Geriye dönük üretkenlik daha fazla mal üretemez ve gümüş akışı kesinlikle enflasyona neden olacaktır. Buna ek olarak, Ming Hanedanlığı yetkilileri gümüşlerini sakladılar (gömdüler), bu da Ming Hanedanlığı'nın insanlarda gümüş tutmasına rağmen hazine boş olduğu garip gerçeğine neden oldu. Aksi takdirde, Li Zicheng başkenti ele geçirdikten sonra, 70 milyon külçe gümüşü nasıl kolayca soyabilirdi? Bu nedenle, denizaşırı ticaret Ming Hanedanlığı'na büyük vergiler getirdi ve aynı zamanda enflasyon krizine neden oldu, bu nedenle Ming Hanedanlığı Chongzhen döneminde Yuegang'ı kapattı.
Qing Hanedanlığı da denizi yasaklama politikası uygulamasına rağmen, Tayvan sakinleştikten sonra dört ticaret limanı açıldı. Buna ek olarak, Qing mahkemesi, Guangdong, Fujian, Zhejiang ve Jiangnan'ın dört eyaletinde Zhangzhou, Ningbo, Yuntaishan ve Guangzhou'nun dört ticaret limanında gümrükler kurdu. Qianlong döneminde, diğer üç liman kapatıldı ve sadece Guangzhou bir dış ticaret limanı olarak kaldı. Qing hükümeti tarafından yabancı ülkelerle ticaret yapmak üzere belirlenmiş tek on üç hat olarak, orta ve geç Qing Hanedanlığı'nda önemli bir rol oynadı. On üç satırın hızlı gelişimi dolaylı olarak o dönemde dünyanın en zengin adamı olan Wu Bingjian'ı doğurdu (Qing Hanedanlığı'nda Çin'de kimse dünyanın en zengin adamı oldu mu?).

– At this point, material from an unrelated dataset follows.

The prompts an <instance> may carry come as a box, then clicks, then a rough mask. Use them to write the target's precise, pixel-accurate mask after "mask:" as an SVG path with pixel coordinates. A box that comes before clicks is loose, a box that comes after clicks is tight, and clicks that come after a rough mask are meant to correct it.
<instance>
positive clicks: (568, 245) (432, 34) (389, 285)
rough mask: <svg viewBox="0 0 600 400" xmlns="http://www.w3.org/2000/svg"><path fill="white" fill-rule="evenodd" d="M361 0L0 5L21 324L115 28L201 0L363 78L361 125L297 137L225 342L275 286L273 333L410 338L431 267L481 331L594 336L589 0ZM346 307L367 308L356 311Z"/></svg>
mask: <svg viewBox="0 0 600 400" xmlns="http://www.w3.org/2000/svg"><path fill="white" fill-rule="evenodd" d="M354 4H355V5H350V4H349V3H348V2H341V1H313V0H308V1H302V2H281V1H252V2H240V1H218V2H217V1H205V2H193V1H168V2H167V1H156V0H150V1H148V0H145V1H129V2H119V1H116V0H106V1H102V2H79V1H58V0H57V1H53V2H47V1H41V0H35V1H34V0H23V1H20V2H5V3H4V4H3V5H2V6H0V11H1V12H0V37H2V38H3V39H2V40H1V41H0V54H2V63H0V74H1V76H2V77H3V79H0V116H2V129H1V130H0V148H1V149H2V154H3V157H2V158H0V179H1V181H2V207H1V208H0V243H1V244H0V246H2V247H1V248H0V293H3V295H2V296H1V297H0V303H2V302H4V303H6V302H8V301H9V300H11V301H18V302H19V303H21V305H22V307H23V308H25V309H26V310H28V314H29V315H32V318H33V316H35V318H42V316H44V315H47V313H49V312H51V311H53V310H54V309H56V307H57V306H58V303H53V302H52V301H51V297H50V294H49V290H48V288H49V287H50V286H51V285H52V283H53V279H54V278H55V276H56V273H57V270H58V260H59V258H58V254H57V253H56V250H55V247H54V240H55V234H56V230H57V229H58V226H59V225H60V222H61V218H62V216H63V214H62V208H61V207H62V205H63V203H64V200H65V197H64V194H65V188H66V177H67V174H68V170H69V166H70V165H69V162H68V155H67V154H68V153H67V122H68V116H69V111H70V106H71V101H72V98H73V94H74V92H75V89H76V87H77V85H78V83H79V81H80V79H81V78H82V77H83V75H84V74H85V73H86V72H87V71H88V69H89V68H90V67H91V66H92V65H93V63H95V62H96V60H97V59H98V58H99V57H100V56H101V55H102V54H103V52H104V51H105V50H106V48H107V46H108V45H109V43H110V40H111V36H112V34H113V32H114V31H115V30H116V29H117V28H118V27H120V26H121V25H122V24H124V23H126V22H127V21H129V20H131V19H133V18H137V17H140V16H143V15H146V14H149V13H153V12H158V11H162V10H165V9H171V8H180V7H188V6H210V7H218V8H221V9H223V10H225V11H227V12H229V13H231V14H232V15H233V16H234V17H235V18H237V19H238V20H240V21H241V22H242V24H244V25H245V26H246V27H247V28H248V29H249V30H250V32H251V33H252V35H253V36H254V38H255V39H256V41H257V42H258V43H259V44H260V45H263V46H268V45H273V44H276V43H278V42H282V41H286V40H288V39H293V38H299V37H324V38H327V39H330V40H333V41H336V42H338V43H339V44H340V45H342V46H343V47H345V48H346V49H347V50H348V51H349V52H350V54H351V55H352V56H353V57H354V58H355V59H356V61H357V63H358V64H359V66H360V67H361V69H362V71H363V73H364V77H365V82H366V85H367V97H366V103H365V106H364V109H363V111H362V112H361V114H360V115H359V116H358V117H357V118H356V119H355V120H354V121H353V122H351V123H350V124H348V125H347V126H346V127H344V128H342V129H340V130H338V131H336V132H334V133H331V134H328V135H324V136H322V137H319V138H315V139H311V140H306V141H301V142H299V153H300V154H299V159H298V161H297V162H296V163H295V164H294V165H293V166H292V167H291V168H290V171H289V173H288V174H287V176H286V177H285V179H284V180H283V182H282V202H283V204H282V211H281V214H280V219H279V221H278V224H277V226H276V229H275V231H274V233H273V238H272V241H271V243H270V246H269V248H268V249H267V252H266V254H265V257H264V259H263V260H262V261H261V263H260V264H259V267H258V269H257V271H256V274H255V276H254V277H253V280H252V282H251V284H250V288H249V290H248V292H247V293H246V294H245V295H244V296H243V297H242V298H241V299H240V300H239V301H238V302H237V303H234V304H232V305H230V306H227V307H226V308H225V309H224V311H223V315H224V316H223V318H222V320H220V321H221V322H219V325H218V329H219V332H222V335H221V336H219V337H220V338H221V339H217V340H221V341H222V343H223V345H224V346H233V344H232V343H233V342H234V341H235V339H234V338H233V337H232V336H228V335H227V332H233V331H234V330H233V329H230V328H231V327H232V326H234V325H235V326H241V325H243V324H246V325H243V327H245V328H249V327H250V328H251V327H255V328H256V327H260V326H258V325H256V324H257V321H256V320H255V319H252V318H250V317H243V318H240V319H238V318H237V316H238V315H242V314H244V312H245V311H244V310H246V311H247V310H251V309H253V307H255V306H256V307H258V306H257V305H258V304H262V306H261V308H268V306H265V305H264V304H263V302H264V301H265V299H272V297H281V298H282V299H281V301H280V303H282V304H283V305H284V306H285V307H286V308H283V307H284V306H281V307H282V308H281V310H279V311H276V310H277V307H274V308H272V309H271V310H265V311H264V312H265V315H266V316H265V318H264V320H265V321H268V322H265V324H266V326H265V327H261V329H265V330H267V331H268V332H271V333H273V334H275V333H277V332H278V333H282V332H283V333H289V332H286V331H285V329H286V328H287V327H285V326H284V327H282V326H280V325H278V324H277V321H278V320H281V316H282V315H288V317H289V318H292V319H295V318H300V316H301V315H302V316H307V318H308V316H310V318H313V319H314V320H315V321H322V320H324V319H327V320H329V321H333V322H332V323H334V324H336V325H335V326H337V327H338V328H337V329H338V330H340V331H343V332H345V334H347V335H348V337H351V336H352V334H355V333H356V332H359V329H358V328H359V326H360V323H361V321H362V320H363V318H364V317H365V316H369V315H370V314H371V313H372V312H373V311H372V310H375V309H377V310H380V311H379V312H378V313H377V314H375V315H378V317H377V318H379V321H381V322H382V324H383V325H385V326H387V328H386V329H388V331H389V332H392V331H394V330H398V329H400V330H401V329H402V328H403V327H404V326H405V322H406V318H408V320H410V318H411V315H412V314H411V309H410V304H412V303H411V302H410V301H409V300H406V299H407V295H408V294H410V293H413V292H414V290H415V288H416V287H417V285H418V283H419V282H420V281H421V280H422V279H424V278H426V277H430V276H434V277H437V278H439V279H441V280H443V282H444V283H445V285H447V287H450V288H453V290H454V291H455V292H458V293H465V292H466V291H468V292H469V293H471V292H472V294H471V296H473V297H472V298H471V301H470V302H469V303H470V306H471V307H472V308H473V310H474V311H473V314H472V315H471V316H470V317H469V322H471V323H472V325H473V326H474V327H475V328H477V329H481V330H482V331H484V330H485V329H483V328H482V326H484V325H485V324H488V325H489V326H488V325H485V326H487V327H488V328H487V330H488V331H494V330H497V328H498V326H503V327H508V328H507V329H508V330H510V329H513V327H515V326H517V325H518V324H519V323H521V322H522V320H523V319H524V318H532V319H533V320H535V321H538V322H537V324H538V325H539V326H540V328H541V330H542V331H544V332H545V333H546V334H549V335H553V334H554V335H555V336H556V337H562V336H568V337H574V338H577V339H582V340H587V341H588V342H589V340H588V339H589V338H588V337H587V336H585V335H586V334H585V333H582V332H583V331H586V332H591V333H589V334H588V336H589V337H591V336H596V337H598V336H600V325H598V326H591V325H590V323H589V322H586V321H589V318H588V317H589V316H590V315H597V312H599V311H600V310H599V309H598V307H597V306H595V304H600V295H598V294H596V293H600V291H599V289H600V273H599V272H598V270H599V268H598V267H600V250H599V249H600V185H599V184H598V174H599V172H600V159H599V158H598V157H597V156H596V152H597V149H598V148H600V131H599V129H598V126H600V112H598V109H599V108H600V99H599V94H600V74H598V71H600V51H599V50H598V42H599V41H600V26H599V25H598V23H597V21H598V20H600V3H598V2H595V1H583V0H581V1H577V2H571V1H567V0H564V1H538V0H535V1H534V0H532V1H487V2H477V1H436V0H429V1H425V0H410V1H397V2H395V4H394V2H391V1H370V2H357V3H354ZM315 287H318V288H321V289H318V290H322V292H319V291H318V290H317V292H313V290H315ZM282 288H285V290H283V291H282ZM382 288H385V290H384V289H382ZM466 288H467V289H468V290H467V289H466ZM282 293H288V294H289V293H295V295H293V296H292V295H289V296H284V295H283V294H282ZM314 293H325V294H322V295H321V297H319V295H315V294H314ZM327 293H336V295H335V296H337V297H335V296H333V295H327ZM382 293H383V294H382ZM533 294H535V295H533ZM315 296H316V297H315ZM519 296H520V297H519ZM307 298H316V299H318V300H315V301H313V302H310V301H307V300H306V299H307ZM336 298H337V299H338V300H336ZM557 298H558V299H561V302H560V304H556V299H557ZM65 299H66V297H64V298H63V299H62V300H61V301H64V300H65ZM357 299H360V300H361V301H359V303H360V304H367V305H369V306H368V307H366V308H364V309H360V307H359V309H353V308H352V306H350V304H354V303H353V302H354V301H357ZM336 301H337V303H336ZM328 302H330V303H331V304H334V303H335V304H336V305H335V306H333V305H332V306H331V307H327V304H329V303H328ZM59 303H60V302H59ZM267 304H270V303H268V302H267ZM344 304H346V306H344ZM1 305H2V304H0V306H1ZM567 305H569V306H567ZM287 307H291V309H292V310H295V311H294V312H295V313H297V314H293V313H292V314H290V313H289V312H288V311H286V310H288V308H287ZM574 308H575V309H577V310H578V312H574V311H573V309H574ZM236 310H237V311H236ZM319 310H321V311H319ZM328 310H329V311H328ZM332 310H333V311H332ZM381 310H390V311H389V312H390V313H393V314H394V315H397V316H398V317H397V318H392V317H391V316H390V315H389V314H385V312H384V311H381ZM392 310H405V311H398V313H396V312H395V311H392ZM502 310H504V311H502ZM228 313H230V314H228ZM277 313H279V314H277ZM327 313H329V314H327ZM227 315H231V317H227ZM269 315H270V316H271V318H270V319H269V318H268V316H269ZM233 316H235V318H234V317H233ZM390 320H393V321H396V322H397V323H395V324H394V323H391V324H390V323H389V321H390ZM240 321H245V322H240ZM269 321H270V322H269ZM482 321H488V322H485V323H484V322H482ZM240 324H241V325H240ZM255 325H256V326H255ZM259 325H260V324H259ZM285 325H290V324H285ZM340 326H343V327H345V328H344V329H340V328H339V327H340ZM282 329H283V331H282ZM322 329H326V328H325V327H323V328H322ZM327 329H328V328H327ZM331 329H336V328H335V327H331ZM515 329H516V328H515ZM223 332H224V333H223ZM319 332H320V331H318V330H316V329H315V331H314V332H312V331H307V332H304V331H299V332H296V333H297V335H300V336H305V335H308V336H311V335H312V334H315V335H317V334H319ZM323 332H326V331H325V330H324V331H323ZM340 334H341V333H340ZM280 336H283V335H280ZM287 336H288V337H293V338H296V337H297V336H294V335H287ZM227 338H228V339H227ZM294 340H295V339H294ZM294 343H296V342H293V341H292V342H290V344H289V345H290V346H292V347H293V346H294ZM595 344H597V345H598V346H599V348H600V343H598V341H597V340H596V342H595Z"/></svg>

Qianlong'un başlangıcından beri sadece Guangzhou'yu bir ticaret limanı olarak ayırdı, yüz yıl sonra Qing Hanedanlığı'nın sonlarında On Üç Banka bir dev haline geldi. On Üçüncü Hattın büyük karları, Qing hükümeti tarafından verilen tekel gücünden geldi, böylece Qing hükümeti ve Qing imparatoru dış ticaret karlarından elde edilen karı paylaşacaktı. Wu Bingjian'ın işi iç ticaretle sınırlı değil, denizaşırı yatırımlar da yapıyor. Dolayısıyla, Wu Bingjian sadece bir tüccar değil, aynı zamanda bir yatırımcı ve bir üreticidir. Dünyanın her yerindeki endüstrilere yatırım yaptı ve aynı zamanda İngiliz Doğu Hindistan Şirketi'nin en büyük alacaklısıydı. Yani o zaman, net değeri 26 milyon gümüş doları aştı ve onu o zamanlar dünyanın en zengin adamı yaptı. 2001 yılında, Wall Street Journal bin yılın en zengin adamını seçti ve Wu Bingjian seçilen altı Çinli'den biriydi. Başarının da tekel olması ve başarısızlığın da tekel olması üzücü ... Qing hükümeti Afyon Savaşı'nda yenildiğinde daha fazla ticaret limanı açmak zorunda kaldı. Guangzhou Shisanhang'ın özel işi yapılamadı ve kademeli olarak reddedildi.
özet:
Ming ve Qing hanedanları uzun süre katı bir deniz yasağı politikası uygulamadılar ve hepsi iç ihtiyaçlara göre uygun ayarlamalar yaptılar. Ekonomik yeteneklerin olmaması nedeniyle, gümüş akışı Ming Hanedanlığı'na büyük bir kafa karışıklığı (enflasyon) getirdi. Qing Hanedanı'nın sonlarında, denizaşırı ticarette para kazanma anlayışı hala çok açıktı, çünkü "Xin Chou Anlaşması" ndaki çok sayıda savaş tazminatı gümrük ipotekleriyle ödeniyordu.
Ben tarihin imparatoruyum, dikkatinize hoş geldiniz; herhangi bir kusur varsa, lütfen sorun giderin.